Contextual characteristics of medical speech across groups.

​	Total	Doctor	Nurse	Patient	χ2 (df)	p-value
Region	..	..	..	..	1583285.4 (4)	< 0.0001
Capital Metropolitan	805829 (63.3%)	349078 (91.4%)	314420 (84.6%)	142331 (27.4%)	​	​
Central	137399 (10.8%)	20480 (5.4%)	493 (0.1%)	116426 (22.4%)	​	​
Southeast	211692 (16.6%)	8433 (2.2%)	40244 (10.8%)	163015 (31.4%)	​	​
Southwest	117696 (9.2%)	4000 (1.0%)	16434 (4.4%)	97262 (18.7%)	​	​
Environment	..	..	..	..	5162423.8 (6)	< 0.0001
Home	1063772 (83.6%)	252291 (66.0%)	327682 (88.2%)	483799 (93.2%)	​	​
Park	1392 (0.1%)	995 (0.3%)	0 (0.0%)	397 (0.1%)	​	​
Store	554 (<0.1%)	0 (0.0%)	0 (0.0%)	554 (0.1%)	​	​
Office	195538 (15.4%)	119979 (31.4%)	43911 (11.8%)	31648 (6.1%)	​	​
Station	999 (0.1%)	999 (0.3%)	0 (0.0%)	0 (0.0%)	​	​
Car	2245 (0.2%)	0 (0.0%)	0 (0.0%)	2245 (0.4%)	​	​
Etc.	8130 (0.6%)	7738 (2.0%)	0 (0.0%)	392 (0.1%)	​	​
Device	..	..	..	..	1849577.3 (4)	< 0.0001
Laptop	340605 (26.8%)	108603 (28.4%)	207939 (56.0%)	24063 (4.6%)	​	​
Smart Pad	114988 (9.0%)	24618 (6.4%)	46964 (12.6%)	43406 (8.4%)	​	​
Smart Phone	815750 (64.1%)	248781 (65.1%)	116195 (31.3%)	450774 (86.8%)	​	​
Recorder	792 (0.1%)	0 (0.0%)	0 (0.0%)	792 (0.2%)	​	​
Etc.	495 (<0.1%)	0 (0.0%)	495 (0.1%)	0 (0.0%)	​	​

In terms of recording environments, home settings accounted for the largest share (83.6%, n = 1,063,772), followed by office environments (15.4%, n = 195,538). A small proportion of sessions was recorded in public spaces such as parks, stores, stations, and cars, which naturally introduced background noise from conversations, television sounds, and environmental activities. As a result, the dataset reflects realistic acoustic conditions encountered in telemedicine settings (Table 2).

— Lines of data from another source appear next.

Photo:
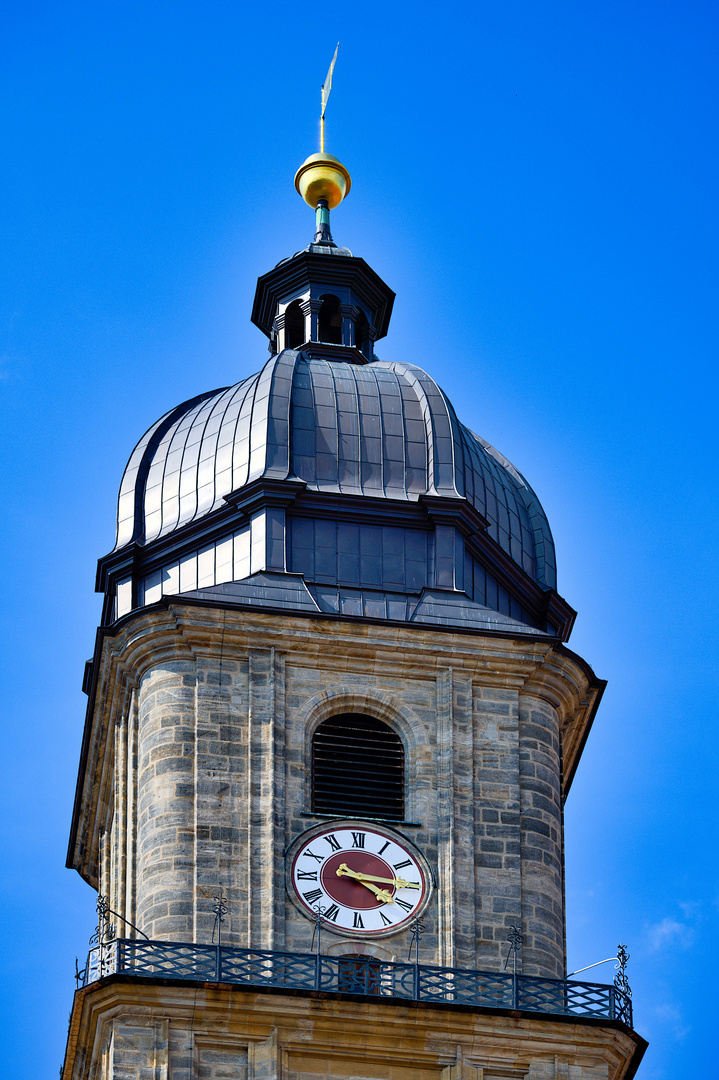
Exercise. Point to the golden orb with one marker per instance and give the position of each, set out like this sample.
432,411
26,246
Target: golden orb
323,176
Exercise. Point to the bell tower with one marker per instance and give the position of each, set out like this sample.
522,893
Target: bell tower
331,724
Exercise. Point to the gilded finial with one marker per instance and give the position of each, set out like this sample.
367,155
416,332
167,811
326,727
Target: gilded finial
323,180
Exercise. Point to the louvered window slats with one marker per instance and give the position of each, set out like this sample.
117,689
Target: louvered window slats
357,768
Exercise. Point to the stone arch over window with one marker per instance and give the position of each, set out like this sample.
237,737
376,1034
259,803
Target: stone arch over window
377,704
294,325
329,324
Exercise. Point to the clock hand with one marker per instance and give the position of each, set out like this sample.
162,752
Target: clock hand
380,893
399,882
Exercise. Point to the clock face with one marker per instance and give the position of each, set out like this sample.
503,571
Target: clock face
364,880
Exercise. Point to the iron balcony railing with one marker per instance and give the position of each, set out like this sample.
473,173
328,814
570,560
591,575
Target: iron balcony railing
309,971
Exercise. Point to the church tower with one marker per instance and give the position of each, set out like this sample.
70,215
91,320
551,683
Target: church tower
331,724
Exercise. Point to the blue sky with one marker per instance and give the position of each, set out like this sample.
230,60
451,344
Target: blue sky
538,184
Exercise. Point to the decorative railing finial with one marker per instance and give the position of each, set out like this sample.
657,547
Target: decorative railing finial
514,937
220,908
621,982
417,929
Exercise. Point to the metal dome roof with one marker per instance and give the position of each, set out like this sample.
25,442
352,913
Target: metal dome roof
383,430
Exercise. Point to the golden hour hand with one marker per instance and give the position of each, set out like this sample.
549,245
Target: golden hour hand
343,871
398,882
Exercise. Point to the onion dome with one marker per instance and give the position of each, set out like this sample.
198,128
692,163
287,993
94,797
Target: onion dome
331,483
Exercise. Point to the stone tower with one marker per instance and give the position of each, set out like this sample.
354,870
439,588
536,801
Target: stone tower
331,725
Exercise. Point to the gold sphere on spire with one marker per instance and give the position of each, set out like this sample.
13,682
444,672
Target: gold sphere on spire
323,176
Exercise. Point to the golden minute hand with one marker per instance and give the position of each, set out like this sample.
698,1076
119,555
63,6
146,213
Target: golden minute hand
399,882
380,893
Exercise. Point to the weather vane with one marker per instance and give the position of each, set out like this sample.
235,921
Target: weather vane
326,86
323,180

Regarding the devices used, smartphones were the dominant medium (64.1%, n = 815,750), followed by laptops (26.8%, n = 340,605) and smart pads (9.0%, n = 114,988). Other devices, including dedicated recorders (0.1%, n = 792), contributed minimally (Table 2).

Dataset preprocessing

To optimize the model’s learning efficiency and ensure reproducible evaluation, all audio files were standardized to a 16 kHz sampling rate with 16-bit depth. Text normalization was applied deterministically using the same script across the entire dataset. Specifically, punctuation and typographic symbols were removed from transcripts, including sentence-final marks (., ?, !), commas, colons/semicolons, quotation marks, brackets/parentheses, and other non-alphanumeric symbols. Multiple whitespace characters were collapsed into a single space, and leading/trailing spaces were stripped. Korean characters and standard Latin letters were retained. Numerals and medically meaningful quantity expressions were preserved in their original surface form (e.g., “5 mg,” “2회 (twice),” “37.8”), and medically meaningful tokens (e.g., medication names, disease names, and clinical abbreviations) were retained without dictionary-based substitution.

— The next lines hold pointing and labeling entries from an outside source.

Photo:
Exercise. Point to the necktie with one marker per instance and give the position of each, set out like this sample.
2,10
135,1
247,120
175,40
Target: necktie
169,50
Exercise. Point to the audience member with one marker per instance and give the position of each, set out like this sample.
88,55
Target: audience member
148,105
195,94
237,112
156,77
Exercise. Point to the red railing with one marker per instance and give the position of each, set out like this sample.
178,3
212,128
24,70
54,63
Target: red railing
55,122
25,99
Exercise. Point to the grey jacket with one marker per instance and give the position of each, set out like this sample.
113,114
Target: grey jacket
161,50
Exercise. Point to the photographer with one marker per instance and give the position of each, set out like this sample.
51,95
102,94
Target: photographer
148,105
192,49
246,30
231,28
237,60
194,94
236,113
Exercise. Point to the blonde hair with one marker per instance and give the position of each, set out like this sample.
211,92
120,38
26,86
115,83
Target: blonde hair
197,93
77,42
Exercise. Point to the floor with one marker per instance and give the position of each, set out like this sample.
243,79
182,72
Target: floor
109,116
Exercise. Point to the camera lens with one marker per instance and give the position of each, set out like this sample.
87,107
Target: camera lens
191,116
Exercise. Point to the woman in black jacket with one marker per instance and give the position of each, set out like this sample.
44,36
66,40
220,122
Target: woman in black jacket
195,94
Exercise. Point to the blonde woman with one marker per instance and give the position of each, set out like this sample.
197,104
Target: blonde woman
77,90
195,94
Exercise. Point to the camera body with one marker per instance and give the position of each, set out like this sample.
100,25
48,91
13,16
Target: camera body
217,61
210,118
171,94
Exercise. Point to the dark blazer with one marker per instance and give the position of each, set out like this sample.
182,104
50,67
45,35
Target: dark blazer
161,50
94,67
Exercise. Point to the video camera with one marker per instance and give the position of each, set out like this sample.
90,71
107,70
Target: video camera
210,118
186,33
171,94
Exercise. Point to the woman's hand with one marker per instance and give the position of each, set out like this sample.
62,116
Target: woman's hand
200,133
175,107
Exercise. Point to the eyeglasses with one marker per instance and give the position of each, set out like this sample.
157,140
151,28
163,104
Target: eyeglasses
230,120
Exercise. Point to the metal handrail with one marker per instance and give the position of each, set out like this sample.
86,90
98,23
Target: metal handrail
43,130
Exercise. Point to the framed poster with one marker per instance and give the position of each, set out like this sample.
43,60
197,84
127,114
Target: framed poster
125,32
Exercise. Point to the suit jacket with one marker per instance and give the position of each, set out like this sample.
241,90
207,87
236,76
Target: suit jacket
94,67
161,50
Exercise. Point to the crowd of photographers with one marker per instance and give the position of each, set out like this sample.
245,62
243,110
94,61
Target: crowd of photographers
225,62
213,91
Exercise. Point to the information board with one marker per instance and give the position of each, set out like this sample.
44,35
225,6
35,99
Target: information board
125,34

Transfer learning of the whisper model

For fine-tuning the Whisper model, the following training configurations were applied. The model used in this study was Whisper large-v3-turbo, a transformer-based ASR model developed by OpenAI. ²⁸ The model was chosen not only for computational efficiency but also for its strong multilingual ASR performance, robustness in noisy speech environments, and suitability for conversational speech transcription using a large-scale pre-trained transformer architecture. These characteristics were considered particularly relevant for Korean clinical telephone consultations, which involve domain-specific terminology, speaker variability, and acoustically heterogeneous recording conditions. In addition, the turbo variant was selected over the standard large-v3 model because the present study aimed to evaluate not only transcription performance but also practical feasibility for clinical deployment, where inference speed, scalability, and computational cost are important implementation considerations. ²⁸

However, no separate preselection benchmarking experiment was conducted in this study to compare Whisper large-v3-turbo directly against the standard Whisper large-v3 model or alternative ASR architectures such as Conformer- or wav2vec 2.0-based systems before training. Therefore, the choice of Whisper large-v3-turbo was based on prior literature, its strong reported performance in multilingual and noisy ASR settings, and its practical suitability for domain adaptation, rather than on an internal head-to-head benchmark. ²⁷ The Whisper large-v3-turbo model is structurally designed to process audio segments of up to 30 s, and for longer audio inputs, the model automatically applies a sliding-window or chunked segmentation approach to transcribe the entire recording seamlessly. ²⁸ Because the model is designed for robust multilingual processing, it was used without applying any translation to the dataset.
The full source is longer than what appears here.